Überwachung in Echtzeit: Das Theaterstück „Supernerds“;
Überwachung in Echtzeit: Das Theaterstück „Supernerds“; | © David Baltzer

Kaum ein Thema hat die öffentliche Debatte in Deutschland so angeregt wie die Vorratsdatenspeicherung. Wo die Seite der Befürworter mit Kriminalitätsbekämpfung argumentiert, sieht die Seite der Gegner die Grundrechte verletzt.

Telefon und Internet sind längst mehr als Kommunikationsmedien. Sie eröffnen soziale Räume, in denen wir unsere Freundschaften pflegen, und kommerzielle Räume, die auch für den Einzelhandel immer wichtiger werden. Dominiert werden diese Räume von Privatunternehmen, die die zwischenmenschlichen und wirtschaftlichen Kontakte organisieren, dafür Wissen über uns erwerben und mit diesem Wissen Gewinn erwirtschaften. In dieser digitalen Welt existieren nur wenige Kontrollmechanismen.

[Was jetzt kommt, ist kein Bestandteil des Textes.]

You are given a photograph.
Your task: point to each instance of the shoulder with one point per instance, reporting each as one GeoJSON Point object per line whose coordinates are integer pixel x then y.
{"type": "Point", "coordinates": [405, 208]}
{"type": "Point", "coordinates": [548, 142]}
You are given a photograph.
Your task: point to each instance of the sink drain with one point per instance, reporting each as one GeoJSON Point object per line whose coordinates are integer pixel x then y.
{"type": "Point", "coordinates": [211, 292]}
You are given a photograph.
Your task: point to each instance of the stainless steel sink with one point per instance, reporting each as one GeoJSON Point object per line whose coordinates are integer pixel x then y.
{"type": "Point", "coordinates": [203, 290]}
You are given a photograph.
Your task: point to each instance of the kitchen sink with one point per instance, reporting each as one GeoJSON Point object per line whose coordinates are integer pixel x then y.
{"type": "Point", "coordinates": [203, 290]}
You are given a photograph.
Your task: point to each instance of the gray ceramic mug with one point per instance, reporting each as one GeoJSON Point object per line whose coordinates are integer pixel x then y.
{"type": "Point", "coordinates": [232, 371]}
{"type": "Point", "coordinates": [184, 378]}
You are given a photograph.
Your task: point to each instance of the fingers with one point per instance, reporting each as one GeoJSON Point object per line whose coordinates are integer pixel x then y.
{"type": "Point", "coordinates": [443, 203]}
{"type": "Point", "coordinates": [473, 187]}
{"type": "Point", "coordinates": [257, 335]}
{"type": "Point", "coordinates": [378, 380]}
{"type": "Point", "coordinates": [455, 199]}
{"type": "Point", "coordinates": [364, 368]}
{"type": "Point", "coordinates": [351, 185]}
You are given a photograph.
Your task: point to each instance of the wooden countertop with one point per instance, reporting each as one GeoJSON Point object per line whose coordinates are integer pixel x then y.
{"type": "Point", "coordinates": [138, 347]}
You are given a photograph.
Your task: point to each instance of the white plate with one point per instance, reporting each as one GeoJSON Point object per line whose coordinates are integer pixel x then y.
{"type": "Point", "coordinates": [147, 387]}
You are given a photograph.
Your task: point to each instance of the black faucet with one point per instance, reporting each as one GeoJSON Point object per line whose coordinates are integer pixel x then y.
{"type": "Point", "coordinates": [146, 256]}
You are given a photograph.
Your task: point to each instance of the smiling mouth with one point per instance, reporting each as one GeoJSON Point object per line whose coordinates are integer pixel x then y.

Gesetzesinitiativen gegen technisierte Kriminalität

Eine Lebenswelt, die sich juristischer und exekutiver Kontrolle entzieht, ist ein essenzielles Problem für jede Staatsgewalt. Ein immer wiederkehrender Versuch, die digitale Welt unter staatliche Kontrolle zu bringen, ist die sogenannte Vorratsdatenspeicherung. Das „Gesetz zur Neuregelung der Telekommunikationsüberwachungen und anderer verdeckter Ermittlungsmaßnahmen“ von 2008 verpflichtete private Telefon- und Internetanbieter, staatlichen Ermittlern Verkehrsdaten der vergangenen sechs Monate zur Verfügung zu stellen. Verkehrsdaten – das sind zum Beispiel Telefonnummern, die Dauer eines Gesprächs, die sendenden und empfangenden Funkzellen von Handytelefonaten, IP-Adressen und E-Mail-Adressen. Aus diesen Informationen lassen sich detaillierte Kommunikations- und Bewegungsmuster, mithin komplette Lebensprofile erstellen. Das Argument für die Gesetzesinitiative: Internationaler Terrorismus und organisierte Kriminalität ließen sich nur durch die Analyse aller Lebensbereiche von mutmaßlichen Verbrechern aufklären. Technisierte Kriminalität erfordere eine technisierte Bekämpfung, die nicht an überkommenen Grundrechten haltmachen könne

Breiter zivilgesellschaftlicher Protest

Eine Verfassungsbeschwerde kippte im Jahr 2010 das Gesetz zur Vorratsdatenspeicherung, mit dem Argument, dass es einen unverhältnismäßigen Eingriff in die Grundrechte bedeute. Im Juni 2015 legte die Bundesregierung erneut einen Gesetzentwurf für die „Einführung einer Speicherpflicht und einer Höchstspeicherfrist für Verkehrsdaten“ vor. Abgesehen von der Wortneuschöpfung haben sich nur wenige Details geändert. Weiterhin sollen Ort, Dauer und Partner der Kommunikationsakte erfasst werden, um sie im Bedarfsfall für polizeiliche Ermittlungen zur Verfügung zu stellen. In vielen europäischen Ländern sind vergleichbare Gesetze in Kraft getreten, und Kommunikationsdaten werden teilweise bis zu zwölf Monate gespeichert. In Deutschland dagegen ist eine scharfe juristische und öffentliche Auseinandersetzung entstanden, und ein breiter zivilgesellschaftlicher Protest hat sich formiert, angeführt von Netzaktivisten, liberalen Politikern und Juristen. Trotzdem wurde das neue Gesetz zur Vorratsdatenspeicherung in Deutschland im Oktober 2015 verabschiedet.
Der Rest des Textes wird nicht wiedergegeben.